Assurance emprunteur : la bataille qui bénéficie aux consommateurs

Durant la dernière décennie, la libéralisation constante et progressive des assurances de prêt a révolutionné un marché longtemps sclérosé, faisant petit à petit grimper la tension entre des partenaires de longue date : les courtiers et les banques.

Les crédits ayant atteint des taux historiquement bas, leurs assurances (et surtout leurs marges) représentent plus que jamais le nerf d’une guerre où l’on se rend « coût pour coût ».

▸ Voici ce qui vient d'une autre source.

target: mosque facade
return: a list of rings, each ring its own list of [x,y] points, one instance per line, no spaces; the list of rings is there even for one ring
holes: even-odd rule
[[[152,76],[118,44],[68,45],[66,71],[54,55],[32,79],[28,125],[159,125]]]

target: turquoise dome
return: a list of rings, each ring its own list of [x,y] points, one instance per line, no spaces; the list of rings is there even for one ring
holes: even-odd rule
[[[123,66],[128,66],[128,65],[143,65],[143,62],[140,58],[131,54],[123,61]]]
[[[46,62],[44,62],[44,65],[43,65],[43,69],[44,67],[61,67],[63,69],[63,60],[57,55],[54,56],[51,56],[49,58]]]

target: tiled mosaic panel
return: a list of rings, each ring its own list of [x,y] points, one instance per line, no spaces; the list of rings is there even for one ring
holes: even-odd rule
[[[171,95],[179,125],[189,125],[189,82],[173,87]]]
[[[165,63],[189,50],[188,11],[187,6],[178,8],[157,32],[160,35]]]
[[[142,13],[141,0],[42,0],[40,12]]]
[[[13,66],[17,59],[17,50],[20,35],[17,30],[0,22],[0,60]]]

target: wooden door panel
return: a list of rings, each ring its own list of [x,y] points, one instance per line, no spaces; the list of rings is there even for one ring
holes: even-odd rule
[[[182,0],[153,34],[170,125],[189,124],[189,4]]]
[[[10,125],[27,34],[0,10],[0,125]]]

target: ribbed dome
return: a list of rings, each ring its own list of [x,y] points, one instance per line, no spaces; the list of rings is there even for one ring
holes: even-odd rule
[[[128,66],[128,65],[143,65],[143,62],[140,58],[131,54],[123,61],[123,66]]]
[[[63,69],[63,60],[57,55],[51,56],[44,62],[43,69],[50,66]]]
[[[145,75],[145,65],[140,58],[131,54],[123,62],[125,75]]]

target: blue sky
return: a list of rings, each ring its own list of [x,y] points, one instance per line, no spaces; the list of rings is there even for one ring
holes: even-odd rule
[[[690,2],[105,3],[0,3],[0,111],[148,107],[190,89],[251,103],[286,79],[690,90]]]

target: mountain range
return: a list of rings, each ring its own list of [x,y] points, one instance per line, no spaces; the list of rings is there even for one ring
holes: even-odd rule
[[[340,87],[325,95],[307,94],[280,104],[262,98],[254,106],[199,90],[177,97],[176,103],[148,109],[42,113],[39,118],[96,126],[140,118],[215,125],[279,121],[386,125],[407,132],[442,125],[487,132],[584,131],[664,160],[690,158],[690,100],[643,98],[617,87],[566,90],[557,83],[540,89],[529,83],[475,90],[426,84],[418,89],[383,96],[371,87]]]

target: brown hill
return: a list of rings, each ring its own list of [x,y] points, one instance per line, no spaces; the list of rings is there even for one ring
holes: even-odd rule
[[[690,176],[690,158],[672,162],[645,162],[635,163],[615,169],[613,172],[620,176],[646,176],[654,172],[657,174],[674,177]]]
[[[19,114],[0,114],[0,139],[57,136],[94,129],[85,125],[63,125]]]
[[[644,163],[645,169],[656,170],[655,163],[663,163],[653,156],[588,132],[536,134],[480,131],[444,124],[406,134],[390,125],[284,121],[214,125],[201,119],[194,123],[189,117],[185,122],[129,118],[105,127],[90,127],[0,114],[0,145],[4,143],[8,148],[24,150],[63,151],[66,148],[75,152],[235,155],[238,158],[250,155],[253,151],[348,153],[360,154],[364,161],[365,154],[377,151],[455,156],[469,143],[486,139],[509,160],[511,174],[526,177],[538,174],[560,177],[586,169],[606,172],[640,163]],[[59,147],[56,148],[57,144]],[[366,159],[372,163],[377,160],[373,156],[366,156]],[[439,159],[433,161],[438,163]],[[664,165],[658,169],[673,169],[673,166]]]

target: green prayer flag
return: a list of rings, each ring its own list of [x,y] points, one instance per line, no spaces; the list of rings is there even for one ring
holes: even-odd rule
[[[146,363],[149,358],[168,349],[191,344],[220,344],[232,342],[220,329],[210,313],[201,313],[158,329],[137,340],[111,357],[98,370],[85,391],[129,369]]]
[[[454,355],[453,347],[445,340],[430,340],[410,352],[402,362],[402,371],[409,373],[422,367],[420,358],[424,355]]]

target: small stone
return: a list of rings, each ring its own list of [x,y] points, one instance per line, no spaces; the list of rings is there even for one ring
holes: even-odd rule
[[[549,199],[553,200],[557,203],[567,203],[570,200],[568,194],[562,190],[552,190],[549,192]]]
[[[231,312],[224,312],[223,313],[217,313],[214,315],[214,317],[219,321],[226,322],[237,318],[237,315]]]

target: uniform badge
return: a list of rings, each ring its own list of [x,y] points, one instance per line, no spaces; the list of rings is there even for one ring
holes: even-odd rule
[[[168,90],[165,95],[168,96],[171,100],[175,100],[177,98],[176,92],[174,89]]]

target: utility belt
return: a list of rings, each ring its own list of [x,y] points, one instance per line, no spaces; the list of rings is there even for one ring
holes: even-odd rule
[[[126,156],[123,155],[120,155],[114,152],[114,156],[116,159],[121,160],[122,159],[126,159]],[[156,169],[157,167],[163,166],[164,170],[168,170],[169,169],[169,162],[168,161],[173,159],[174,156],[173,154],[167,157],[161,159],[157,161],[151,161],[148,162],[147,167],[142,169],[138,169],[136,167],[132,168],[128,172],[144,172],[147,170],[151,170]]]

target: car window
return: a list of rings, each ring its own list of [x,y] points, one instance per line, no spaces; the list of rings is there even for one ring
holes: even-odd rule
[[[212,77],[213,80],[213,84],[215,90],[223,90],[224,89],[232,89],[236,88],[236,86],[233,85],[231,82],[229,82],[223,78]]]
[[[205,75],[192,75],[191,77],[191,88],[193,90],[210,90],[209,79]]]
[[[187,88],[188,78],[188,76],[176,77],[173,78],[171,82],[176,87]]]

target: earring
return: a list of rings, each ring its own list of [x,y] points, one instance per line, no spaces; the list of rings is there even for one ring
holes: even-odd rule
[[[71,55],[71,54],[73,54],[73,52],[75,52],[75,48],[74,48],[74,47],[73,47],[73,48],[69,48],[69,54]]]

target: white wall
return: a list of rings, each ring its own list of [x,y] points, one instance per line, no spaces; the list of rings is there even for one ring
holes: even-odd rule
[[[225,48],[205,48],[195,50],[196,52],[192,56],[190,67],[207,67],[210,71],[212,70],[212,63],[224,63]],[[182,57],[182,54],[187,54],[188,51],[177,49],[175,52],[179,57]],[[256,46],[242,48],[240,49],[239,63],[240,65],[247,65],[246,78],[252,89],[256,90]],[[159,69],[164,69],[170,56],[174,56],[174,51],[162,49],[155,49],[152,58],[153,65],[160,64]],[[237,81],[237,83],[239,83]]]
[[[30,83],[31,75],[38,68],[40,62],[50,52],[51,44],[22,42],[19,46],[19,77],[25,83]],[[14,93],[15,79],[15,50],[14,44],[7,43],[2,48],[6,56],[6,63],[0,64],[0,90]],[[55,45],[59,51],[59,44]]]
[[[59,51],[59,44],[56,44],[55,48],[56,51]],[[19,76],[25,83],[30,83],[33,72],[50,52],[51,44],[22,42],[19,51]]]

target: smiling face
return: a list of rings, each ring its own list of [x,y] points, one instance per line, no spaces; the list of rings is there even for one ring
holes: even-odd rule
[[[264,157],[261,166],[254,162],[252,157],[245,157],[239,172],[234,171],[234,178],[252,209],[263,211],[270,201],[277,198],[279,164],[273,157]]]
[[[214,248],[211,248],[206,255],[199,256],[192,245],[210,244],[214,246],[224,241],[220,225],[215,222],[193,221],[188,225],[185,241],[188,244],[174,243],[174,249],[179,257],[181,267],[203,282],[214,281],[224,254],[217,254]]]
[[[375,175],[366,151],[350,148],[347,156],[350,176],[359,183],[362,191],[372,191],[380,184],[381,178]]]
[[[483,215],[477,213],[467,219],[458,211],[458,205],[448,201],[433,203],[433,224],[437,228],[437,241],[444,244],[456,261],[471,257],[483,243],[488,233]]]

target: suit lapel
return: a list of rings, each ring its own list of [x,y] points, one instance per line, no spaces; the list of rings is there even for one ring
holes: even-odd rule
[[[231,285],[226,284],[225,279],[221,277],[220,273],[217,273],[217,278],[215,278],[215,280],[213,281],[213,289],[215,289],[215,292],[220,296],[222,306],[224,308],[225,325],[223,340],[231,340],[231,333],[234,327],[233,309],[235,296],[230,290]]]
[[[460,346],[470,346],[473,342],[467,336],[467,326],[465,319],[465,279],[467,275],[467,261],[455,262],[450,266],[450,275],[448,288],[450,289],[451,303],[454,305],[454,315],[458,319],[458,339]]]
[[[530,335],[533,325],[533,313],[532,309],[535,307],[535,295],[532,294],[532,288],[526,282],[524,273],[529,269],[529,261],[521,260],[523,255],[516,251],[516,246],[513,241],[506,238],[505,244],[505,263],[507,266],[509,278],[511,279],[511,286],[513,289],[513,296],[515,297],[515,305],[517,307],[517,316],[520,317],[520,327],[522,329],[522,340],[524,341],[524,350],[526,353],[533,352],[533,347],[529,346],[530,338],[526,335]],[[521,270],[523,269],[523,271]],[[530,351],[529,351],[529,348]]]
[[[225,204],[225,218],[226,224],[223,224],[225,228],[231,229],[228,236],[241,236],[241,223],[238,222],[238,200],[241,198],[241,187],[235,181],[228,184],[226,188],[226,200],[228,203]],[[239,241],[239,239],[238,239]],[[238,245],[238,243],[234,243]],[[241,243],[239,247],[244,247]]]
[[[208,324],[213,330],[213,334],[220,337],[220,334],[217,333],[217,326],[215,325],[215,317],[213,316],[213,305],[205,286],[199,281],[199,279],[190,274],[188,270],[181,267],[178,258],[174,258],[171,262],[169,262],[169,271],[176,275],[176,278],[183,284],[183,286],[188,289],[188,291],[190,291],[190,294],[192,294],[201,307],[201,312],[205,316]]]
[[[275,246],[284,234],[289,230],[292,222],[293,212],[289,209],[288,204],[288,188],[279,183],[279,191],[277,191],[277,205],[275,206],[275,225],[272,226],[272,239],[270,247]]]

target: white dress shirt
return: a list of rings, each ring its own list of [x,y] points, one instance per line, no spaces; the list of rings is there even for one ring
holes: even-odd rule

Cette concurrence exacerbée, conjuguée à une liberté d’action devenue totale pour les consommateurs, demeure une aubaine pour ces derniers. Motif de discorde entre banquiers et courtiers, elle a le mérite de faire dégringoler les tarifs des assurances emprunteur, et notamment celles dédiées au crédit immobilier. Si nous devions nous limiter à un seul et unique conseil, il se résumerait en deux mots : profitez-en !

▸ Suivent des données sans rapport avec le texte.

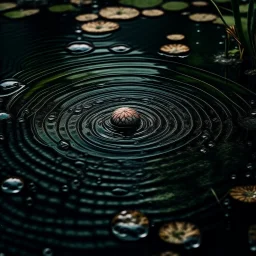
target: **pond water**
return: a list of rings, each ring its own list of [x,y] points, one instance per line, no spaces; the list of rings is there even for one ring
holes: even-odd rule
[[[254,84],[189,19],[216,11],[75,19],[111,5],[0,13],[0,255],[253,255]]]

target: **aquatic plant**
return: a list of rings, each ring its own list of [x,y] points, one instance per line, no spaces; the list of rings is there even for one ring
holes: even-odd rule
[[[240,59],[243,58],[244,52],[252,57],[253,65],[256,61],[256,47],[255,47],[255,18],[256,18],[256,1],[250,0],[247,9],[247,18],[242,17],[242,13],[245,12],[245,6],[239,7],[239,0],[231,0],[232,10],[230,13],[234,18],[234,24],[230,25],[226,21],[225,16],[221,12],[220,6],[218,6],[214,0],[211,0],[212,4],[217,9],[220,19],[226,27],[228,40],[233,37],[239,47]],[[224,8],[226,9],[226,8]],[[226,47],[227,48],[227,47]],[[228,55],[228,49],[226,49],[226,55]]]

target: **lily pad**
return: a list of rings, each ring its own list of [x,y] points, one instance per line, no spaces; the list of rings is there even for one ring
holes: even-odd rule
[[[34,14],[39,13],[39,9],[28,9],[28,10],[18,10],[18,11],[10,11],[4,13],[4,16],[10,19],[20,19],[28,16],[32,16]]]
[[[215,0],[216,3],[222,4],[222,3],[229,3],[230,0]]]
[[[57,4],[49,7],[50,12],[73,12],[77,11],[78,9],[75,8],[72,4]]]
[[[233,26],[235,25],[235,20],[233,16],[229,16],[229,15],[223,15],[223,19],[226,21],[226,23],[229,26]],[[247,19],[246,18],[241,18],[242,24],[246,24],[247,23]],[[222,20],[220,18],[217,18],[214,22],[214,24],[219,24],[219,25],[224,25]]]
[[[120,0],[120,4],[130,5],[137,8],[151,8],[161,4],[163,0]]]
[[[15,7],[17,7],[15,3],[0,3],[0,11],[6,11]]]
[[[186,2],[167,2],[162,5],[166,11],[181,11],[189,6]]]
[[[241,5],[239,6],[240,12],[241,12],[241,13],[247,13],[247,12],[248,12],[248,6],[249,6],[249,4],[241,4]]]

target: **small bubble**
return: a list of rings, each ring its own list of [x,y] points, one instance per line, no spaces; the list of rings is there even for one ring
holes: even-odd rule
[[[129,191],[127,189],[123,189],[123,188],[114,188],[112,190],[112,194],[115,196],[124,196],[128,193],[129,193]]]
[[[53,252],[50,248],[43,249],[43,256],[52,256]]]
[[[120,212],[113,218],[111,226],[113,234],[123,241],[137,241],[149,233],[149,220],[138,211]]]
[[[20,178],[8,178],[1,185],[2,191],[7,194],[17,194],[24,187],[24,183]]]
[[[32,199],[32,197],[27,197],[27,198],[26,198],[26,204],[27,204],[27,206],[32,206],[32,205],[33,205],[33,199]]]
[[[206,148],[201,148],[200,152],[203,153],[203,154],[206,154],[207,153],[207,149]]]
[[[126,53],[131,50],[131,47],[124,44],[118,44],[111,46],[109,50],[114,53]]]
[[[66,141],[64,141],[64,140],[61,140],[61,141],[59,142],[59,144],[58,144],[58,148],[59,148],[59,149],[62,149],[62,150],[68,150],[69,147],[70,147],[69,142],[66,142]]]
[[[63,185],[61,187],[61,191],[64,192],[64,193],[67,193],[69,191],[68,185]]]
[[[31,192],[35,193],[35,192],[36,192],[36,185],[35,185],[35,183],[34,183],[34,182],[30,182],[30,183],[28,184],[28,189],[29,189]]]
[[[209,147],[209,148],[214,148],[214,147],[215,147],[215,143],[212,142],[212,141],[210,141],[210,142],[208,143],[208,147]]]
[[[248,170],[252,170],[252,169],[253,169],[253,164],[252,164],[252,163],[248,163],[248,164],[246,165],[246,168],[247,168]]]
[[[8,120],[11,118],[11,115],[4,113],[4,112],[0,112],[0,121],[1,120]]]
[[[72,188],[77,189],[80,186],[80,181],[75,179],[72,181]]]
[[[88,42],[77,41],[70,43],[67,50],[74,54],[89,53],[94,49],[93,45]]]
[[[20,83],[14,79],[0,81],[0,95],[12,94],[20,88]]]
[[[231,178],[231,180],[235,180],[235,179],[236,179],[236,174],[232,174],[232,175],[230,176],[230,178]]]
[[[55,119],[56,119],[56,116],[55,116],[55,115],[50,115],[50,116],[48,117],[48,121],[49,121],[49,122],[53,122]]]

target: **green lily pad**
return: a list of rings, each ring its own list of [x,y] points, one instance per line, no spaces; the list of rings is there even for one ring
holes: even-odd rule
[[[162,8],[166,11],[181,11],[189,6],[186,2],[167,2],[162,5]]]
[[[214,2],[222,4],[222,3],[230,3],[230,0],[215,0]]]
[[[17,10],[4,13],[4,16],[10,19],[20,19],[39,13],[39,9]]]
[[[247,12],[248,12],[248,6],[249,6],[249,4],[241,4],[241,5],[239,6],[240,12],[241,12],[241,13],[247,13]]]
[[[120,0],[120,4],[130,5],[137,8],[151,8],[161,4],[163,0]]]
[[[6,11],[15,7],[17,7],[15,3],[0,3],[0,11]]]
[[[223,19],[226,21],[226,23],[229,26],[233,26],[235,25],[235,19],[233,16],[229,16],[229,15],[223,15]],[[242,23],[246,23],[247,19],[246,18],[241,18]],[[219,24],[219,25],[224,25],[222,20],[220,18],[217,18],[214,22],[214,24]]]
[[[50,12],[73,12],[77,10],[72,4],[57,4],[49,7]]]

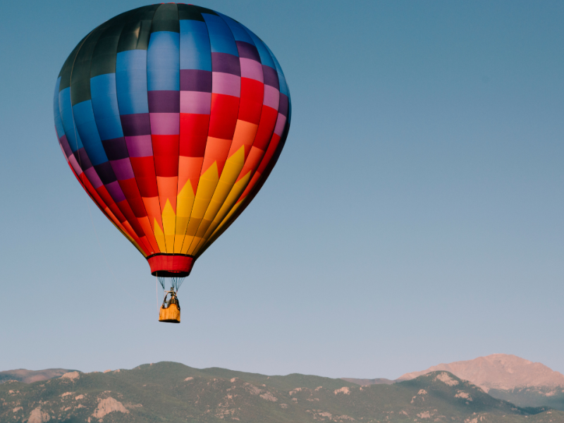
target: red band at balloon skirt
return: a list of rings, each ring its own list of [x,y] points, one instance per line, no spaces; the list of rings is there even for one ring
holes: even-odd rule
[[[188,276],[195,261],[192,256],[183,254],[157,253],[147,257],[154,276]]]

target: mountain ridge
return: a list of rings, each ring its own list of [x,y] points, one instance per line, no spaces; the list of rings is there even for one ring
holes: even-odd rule
[[[300,374],[266,376],[179,363],[75,371],[0,385],[0,421],[104,423],[465,422],[564,423],[564,412],[517,407],[447,372],[360,386]]]
[[[510,354],[491,354],[473,360],[441,363],[421,372],[405,373],[396,380],[409,380],[439,370],[450,372],[486,392],[490,389],[564,386],[564,374],[542,363]]]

Courtiers VS Banques : les raisons de la colère

Tout a commencé avec la loi Lagarde mise en œuvre le 1er novembre 2010. En autorisant les souscripteurs d’un crédit à opter pour une offre d’assurance émanant d’une compagnie indépendante, la nouvelle réglementation bouleversait d’un coup les codes de l’assurance emprunteur, jusqu’alors considérée comme la chasse gardée des banques traditionnelles. S’appuyant sur cette ouverture inédite à la concurrence, le renversement du rapport de force s’est accentué en 2014 (loi Hamon) avec l’instauration du droit de résiliation et de substitution de l’assurance de prêt sans frais durant l’année suivant la souscription au crédit. Puis, il s’est définitivement confirmé en janvier 2018, lorsque le Conseil constitutionnel a validé l’amendement Bourquin (loi Sapin 2) qui étend la possibilité de changer d’assurance à tout moment au-delà de la première année du prêt.

Face à ces conditions exceptionnellement favorables, les consommateurs n’ont pas tardé à adapter leurs habitudes pour profiter pleinement de cette nouvelle donne. Selon une enquête menée récemment par OpinionWay*, plus de 50% des Français ayant souscrit un prêt immobilier lors des trois dernières années, ont fait appel à un courtier pour les aider à dénicher les meilleurs taux du moment, que ce soit pour leur crédit ou pour son assurance. Un chiffre qui a bondi de 8 points depuis 2015 et qui s’élève à 67% chez les 18-34 ans. À noter également qu’en 2019, plus d’un quart des nouveaux prêts immobiliers n’étaient autres que des renégociations d’emprunts déjà existants, le tout dans un contexte de concurrence féroce.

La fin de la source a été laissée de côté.